A computer readable storage medium for storing program instructions executable by a processor, comprising:
The program instructions,
Code for detecting text in image data received from an image capture device; And
Include code for generating augmented image data,
The augmented image data includes augmented reality data for rendering at least one augmented reality feature associated with the text.

A method of tracking text in image data.
Receiving image data from the image capture device comprising text;
Processing at least a portion of the image data to locate corner features of the text; And
In response to the count of located corner features not meeting a threshold, processing a first area of the image data including a first corner feature to locate additional salient features of the text; Including, how to track text.
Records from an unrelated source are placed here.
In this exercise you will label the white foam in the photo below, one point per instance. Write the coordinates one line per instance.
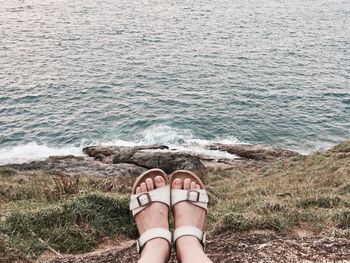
(33, 151)
(181, 140)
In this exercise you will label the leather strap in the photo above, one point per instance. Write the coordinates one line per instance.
(198, 197)
(140, 201)
(189, 231)
(152, 234)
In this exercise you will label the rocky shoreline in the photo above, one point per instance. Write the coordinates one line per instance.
(127, 160)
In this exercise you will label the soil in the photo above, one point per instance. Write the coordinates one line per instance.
(238, 247)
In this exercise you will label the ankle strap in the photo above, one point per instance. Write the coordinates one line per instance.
(152, 234)
(189, 231)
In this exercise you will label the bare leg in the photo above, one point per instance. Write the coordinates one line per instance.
(155, 215)
(188, 248)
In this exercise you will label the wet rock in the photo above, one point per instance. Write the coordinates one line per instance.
(80, 166)
(256, 152)
(167, 160)
(120, 154)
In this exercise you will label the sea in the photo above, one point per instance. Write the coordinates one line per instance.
(184, 73)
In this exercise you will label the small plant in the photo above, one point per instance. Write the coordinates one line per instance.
(322, 202)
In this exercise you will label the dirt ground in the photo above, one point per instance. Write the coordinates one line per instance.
(234, 247)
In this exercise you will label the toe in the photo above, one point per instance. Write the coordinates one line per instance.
(193, 185)
(143, 187)
(138, 190)
(159, 181)
(177, 183)
(187, 184)
(149, 184)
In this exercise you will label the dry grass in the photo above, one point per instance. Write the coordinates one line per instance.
(71, 214)
(297, 192)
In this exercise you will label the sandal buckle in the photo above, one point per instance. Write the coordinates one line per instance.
(144, 199)
(193, 195)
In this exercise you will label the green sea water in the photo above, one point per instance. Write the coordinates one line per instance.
(182, 73)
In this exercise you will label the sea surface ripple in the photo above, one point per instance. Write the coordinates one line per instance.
(180, 72)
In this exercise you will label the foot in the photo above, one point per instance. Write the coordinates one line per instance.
(189, 248)
(154, 216)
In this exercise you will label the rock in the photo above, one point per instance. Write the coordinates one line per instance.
(256, 152)
(167, 160)
(121, 154)
(80, 166)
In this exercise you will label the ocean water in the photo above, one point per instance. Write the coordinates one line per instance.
(177, 72)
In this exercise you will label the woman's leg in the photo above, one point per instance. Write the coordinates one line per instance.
(188, 248)
(155, 215)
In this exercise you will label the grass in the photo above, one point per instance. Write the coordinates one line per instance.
(43, 210)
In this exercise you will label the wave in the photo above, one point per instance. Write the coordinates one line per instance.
(181, 140)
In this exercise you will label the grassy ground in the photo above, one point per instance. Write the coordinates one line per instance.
(41, 210)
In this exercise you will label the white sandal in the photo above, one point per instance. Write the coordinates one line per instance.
(140, 201)
(198, 197)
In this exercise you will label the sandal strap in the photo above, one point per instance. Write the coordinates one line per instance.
(152, 234)
(198, 197)
(140, 201)
(189, 231)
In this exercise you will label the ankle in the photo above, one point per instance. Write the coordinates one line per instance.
(188, 248)
(156, 250)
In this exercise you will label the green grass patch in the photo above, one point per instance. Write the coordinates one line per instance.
(75, 226)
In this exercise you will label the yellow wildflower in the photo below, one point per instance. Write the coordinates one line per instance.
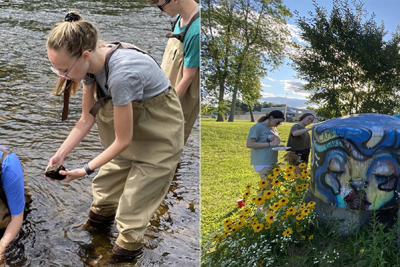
(259, 200)
(216, 238)
(269, 193)
(291, 210)
(276, 170)
(285, 191)
(275, 206)
(276, 183)
(246, 210)
(290, 168)
(283, 201)
(270, 218)
(302, 165)
(288, 232)
(288, 176)
(305, 211)
(299, 216)
(227, 222)
(258, 227)
(263, 183)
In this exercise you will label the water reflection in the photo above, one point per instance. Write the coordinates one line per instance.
(30, 125)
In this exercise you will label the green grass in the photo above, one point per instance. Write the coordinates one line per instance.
(226, 169)
(225, 172)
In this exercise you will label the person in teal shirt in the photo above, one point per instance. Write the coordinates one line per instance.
(13, 198)
(181, 59)
(262, 137)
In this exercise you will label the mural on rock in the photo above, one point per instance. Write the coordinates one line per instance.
(355, 161)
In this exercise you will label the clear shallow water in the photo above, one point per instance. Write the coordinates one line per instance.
(30, 124)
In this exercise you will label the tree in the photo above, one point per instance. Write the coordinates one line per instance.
(233, 31)
(347, 64)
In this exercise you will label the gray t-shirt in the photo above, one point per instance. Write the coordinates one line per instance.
(132, 76)
(300, 142)
(262, 156)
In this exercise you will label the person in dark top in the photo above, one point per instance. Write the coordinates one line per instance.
(300, 141)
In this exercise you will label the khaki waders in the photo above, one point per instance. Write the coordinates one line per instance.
(5, 216)
(134, 183)
(172, 65)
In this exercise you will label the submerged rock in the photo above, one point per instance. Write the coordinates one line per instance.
(53, 172)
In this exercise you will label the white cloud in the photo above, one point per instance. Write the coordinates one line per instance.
(265, 85)
(266, 94)
(295, 87)
(291, 102)
(295, 33)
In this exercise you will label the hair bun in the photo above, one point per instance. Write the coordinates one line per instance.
(71, 17)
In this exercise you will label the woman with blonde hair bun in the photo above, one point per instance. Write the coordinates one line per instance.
(140, 124)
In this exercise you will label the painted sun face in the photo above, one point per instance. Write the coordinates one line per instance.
(357, 167)
(361, 184)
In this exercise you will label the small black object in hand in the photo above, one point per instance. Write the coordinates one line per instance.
(53, 172)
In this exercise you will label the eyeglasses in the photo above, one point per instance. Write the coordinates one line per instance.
(65, 76)
(163, 5)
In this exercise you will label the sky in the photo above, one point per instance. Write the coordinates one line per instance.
(281, 86)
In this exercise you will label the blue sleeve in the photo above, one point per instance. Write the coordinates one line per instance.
(191, 46)
(254, 132)
(13, 183)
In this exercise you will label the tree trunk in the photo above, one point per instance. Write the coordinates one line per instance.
(251, 114)
(233, 105)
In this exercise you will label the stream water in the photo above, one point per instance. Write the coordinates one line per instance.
(30, 125)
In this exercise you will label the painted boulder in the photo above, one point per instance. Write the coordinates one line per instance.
(355, 162)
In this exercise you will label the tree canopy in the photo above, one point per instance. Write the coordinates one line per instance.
(347, 63)
(241, 41)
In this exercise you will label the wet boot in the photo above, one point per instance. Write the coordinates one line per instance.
(123, 255)
(98, 222)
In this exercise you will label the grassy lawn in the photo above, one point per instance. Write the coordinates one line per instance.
(225, 173)
(226, 169)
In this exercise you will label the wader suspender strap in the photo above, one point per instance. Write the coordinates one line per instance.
(181, 36)
(2, 193)
(103, 95)
(67, 89)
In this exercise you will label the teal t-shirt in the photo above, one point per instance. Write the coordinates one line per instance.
(12, 181)
(262, 156)
(191, 43)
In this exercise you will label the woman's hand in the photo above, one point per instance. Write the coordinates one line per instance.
(275, 141)
(54, 160)
(2, 251)
(73, 174)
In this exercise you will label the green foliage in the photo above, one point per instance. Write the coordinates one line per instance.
(348, 66)
(225, 173)
(238, 43)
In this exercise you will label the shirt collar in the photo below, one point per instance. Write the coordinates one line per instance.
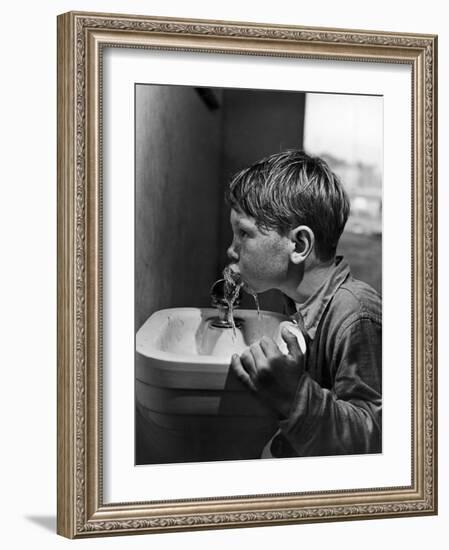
(309, 313)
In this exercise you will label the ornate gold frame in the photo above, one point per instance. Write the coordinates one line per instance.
(81, 511)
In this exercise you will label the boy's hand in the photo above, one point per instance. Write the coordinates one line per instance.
(271, 375)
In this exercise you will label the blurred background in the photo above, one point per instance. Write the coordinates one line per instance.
(190, 142)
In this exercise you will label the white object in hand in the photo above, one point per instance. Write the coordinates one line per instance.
(296, 331)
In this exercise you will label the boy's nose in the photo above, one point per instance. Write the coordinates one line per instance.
(232, 254)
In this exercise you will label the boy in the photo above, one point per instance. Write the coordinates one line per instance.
(288, 212)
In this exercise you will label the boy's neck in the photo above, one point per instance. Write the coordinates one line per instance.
(313, 277)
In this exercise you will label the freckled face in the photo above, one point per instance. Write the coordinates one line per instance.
(261, 257)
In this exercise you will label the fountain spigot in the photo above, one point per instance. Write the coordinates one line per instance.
(219, 301)
(218, 295)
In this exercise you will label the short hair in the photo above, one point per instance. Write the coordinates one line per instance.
(292, 188)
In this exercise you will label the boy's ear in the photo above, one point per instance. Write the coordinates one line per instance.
(304, 242)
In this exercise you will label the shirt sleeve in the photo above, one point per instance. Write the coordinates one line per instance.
(346, 419)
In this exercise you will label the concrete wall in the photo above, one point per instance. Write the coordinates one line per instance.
(257, 123)
(178, 152)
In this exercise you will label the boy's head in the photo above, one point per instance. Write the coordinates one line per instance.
(292, 189)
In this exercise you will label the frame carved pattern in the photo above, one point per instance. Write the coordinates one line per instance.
(73, 517)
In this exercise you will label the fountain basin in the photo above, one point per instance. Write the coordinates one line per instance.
(190, 406)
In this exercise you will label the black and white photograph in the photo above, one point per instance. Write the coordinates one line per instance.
(258, 274)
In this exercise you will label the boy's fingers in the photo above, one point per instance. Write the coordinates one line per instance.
(269, 347)
(292, 343)
(240, 372)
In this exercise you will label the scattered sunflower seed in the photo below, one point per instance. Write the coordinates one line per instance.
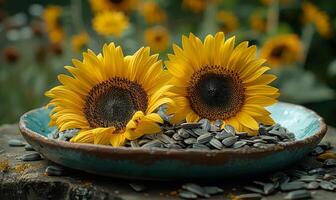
(204, 138)
(298, 194)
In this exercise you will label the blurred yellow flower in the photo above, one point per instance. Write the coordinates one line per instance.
(157, 38)
(51, 17)
(312, 14)
(196, 6)
(110, 23)
(119, 5)
(282, 50)
(153, 13)
(258, 22)
(79, 41)
(228, 21)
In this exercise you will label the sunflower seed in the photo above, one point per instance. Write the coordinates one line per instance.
(238, 144)
(222, 135)
(173, 146)
(137, 187)
(308, 178)
(269, 188)
(153, 143)
(325, 145)
(181, 132)
(143, 141)
(187, 195)
(254, 189)
(204, 138)
(177, 137)
(218, 122)
(200, 132)
(205, 124)
(214, 128)
(312, 185)
(329, 163)
(251, 196)
(327, 185)
(229, 141)
(317, 171)
(229, 129)
(191, 125)
(212, 190)
(200, 146)
(295, 185)
(135, 143)
(190, 141)
(317, 151)
(298, 194)
(165, 139)
(31, 157)
(54, 170)
(169, 132)
(28, 147)
(216, 143)
(16, 143)
(196, 189)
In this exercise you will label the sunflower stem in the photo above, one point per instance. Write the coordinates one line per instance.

29. The method of claim 28,
Iteratively processing regions of the image data including one or more of the located corner features until the count of the located additional significant features and the located corner features meets a threshold. Further comprising the steps of tracking the text.

29. The method of claim 28,
The located corner features and the located additional salient features are located within the first frame of the image data,
Tracking the text in the second frame of image data based on the located corner features and the located additional salient features.

29. The method of claim 28,
The first area is centered on the first corner feature,
Processing the first region comprises applying a filter to locate at least one of an edge and a contour within the first region.

A method of tracking text in multiple frames of image data,
Receiving image data from the image capture device comprising text;
Identifying a set of features of the text in the first frame of image data, the set of features comprising a first set of features and a second feature;
Identifying a mapping corresponding to a displacement of the first feature set in a current frame of the image data relative to the first feature set in the first frame; And
In response to determining that the mapping does not correspond to a displacement of the second feature in the current frame relative to the second feature in the first frame, the first in the current frame according to the mapping. Processing an area around a predicted location of the feature to determine whether the second feature is located within the area.

33. The method of claim 32,
Processing the region includes applying a similarity measure to compensate for at least one of a geometrical change and an illumination change between the first frame and the current frame.

34. The method of claim 33,
And the similarity measure comprises normalized cross correlation.

33. The method of claim 32,
Adjusting the mapping in response to locating the second feature within the region.

A method of estimating a pose of an image capture device,
Receiving image data from the image capture device comprising text;
Identifying a distorted bounding region surrounding at least a portion of the text, wherein the distorted bounding region at least partially corresponds to a perspective distortion of a normal bounding region surrounding the portion of the text. Identifying;
Determining a pose of the image capture device based on the distorted bounding area and the focal length of the image capture device; And
Generating augmented image data comprising at least one augmented reality feature to be displayed on the display device,
And the at least one augmented reality feature is disposed within the augmented image data in accordance with a pose of the image capture device.

The method of claim 36,
Identifying the distorted bounding region,
Identifying pixels of the image data corresponding to a portion of the text; And
Determining the boundaries of the distorted bounding region to define a substantially minimal region that includes the identified pixels.

39. The method of claim 37,
The normal bounding area is rectangular;
And the boundaries of the distorted bounding area form a rectangle.